LITTLE ROCK, Ark. (KTHV) - Using drugs or drinking alcohol while pregnant can be dangerous for both the mother and baby. However, for some women, pregnancy isn't enough to quit.

However, there is hope and resources for pregnant women struggling with substance abuse.

“I started using probably when I was about 18 or 19. After high school,” Grayson Moore said.

It started as peer pressure for now 35-year-old Grayson Moore. At 20 years old, her life changed.
“I found out I was pregnant and I continued using,” Moore said.

Moore was addicted to meth and alcohol during her pregnancy. Her son, now 14, was born healthy. However, she continued to use drugs and drink and eventually handed custody over to her parents.

“For most people who aren't using it's ‘I'm a mom so I'm going to be a mom.’ But for me, it was a decision. I didn't know what I wanted to do and that's really sad,” Moore said.

Over the next several years, Moore had two more children. She was arrested and in and out of rehab as she struggled to overcome her addiction.

“I willingly gave all my kids to my parents. It was very hard, but I also knew that I was going to be stuck in it,” Moore said.

There aren't many places in Arkansas that will treat pregnant women with a substance abuse disorder. However, a program at UAMS in Little Rock offers just that.

“To date, over the past two and half years we have treated almost 200 women within the clinic,” Psychiatry specialist at UAMS, Dr. Jessica Coker said.

Psychiatry specialist Dr. Jessica Coker, runs the Women’s Mental Health program at UAMS. It’s the only outpatient clinic of its kind in the state.

“In order to qualify you need to be pregnant or within 3 months postpartum and you have to be abusing substances,” Coker said. “It does not have to be opiates. We take care of women who are abusing meth, marijuana and cocaine, any of those things.”

According to Coker, pregnant women from all over the state come to Little Rock to attend the once a week program. She said the women take opioids to treat their addiction, participate in individual or group therapy, attend parenting classes and undergo mandatory drug screenings.

“I find it to be a really gratifying experience that I get to help these women who are coming forward and saying I have a problem and I want the help because I do want better for my children than what I had,” Coker said.

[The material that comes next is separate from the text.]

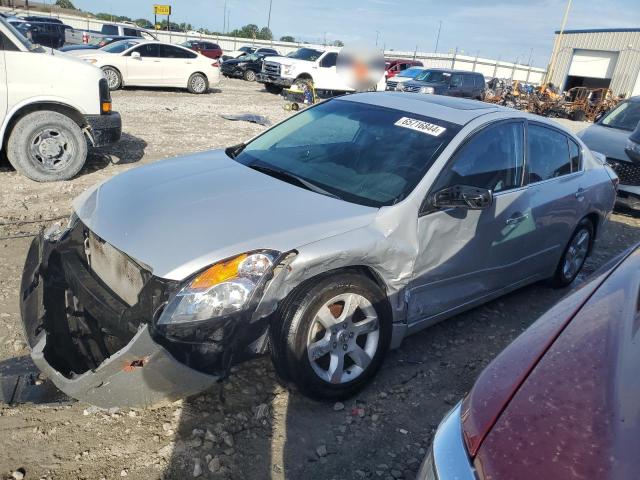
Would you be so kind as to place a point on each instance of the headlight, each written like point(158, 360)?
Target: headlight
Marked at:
point(632, 146)
point(220, 290)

That is exactly what Moore is focusing on today. She is eight months pregnant and nearly a year and a half into her recovery. Moore said she is working to create a better life for her and her family.

“I don't look at my past as a mess up. I look at it as a learning experience and I hope my kids can look at it and walk down a different path,” Moore said.

Coker said UAMS is working with obstetricians to refer women to the program.

She said they are encouraging obstetricians to ask questions of their patients and educate them on the resources available in the state.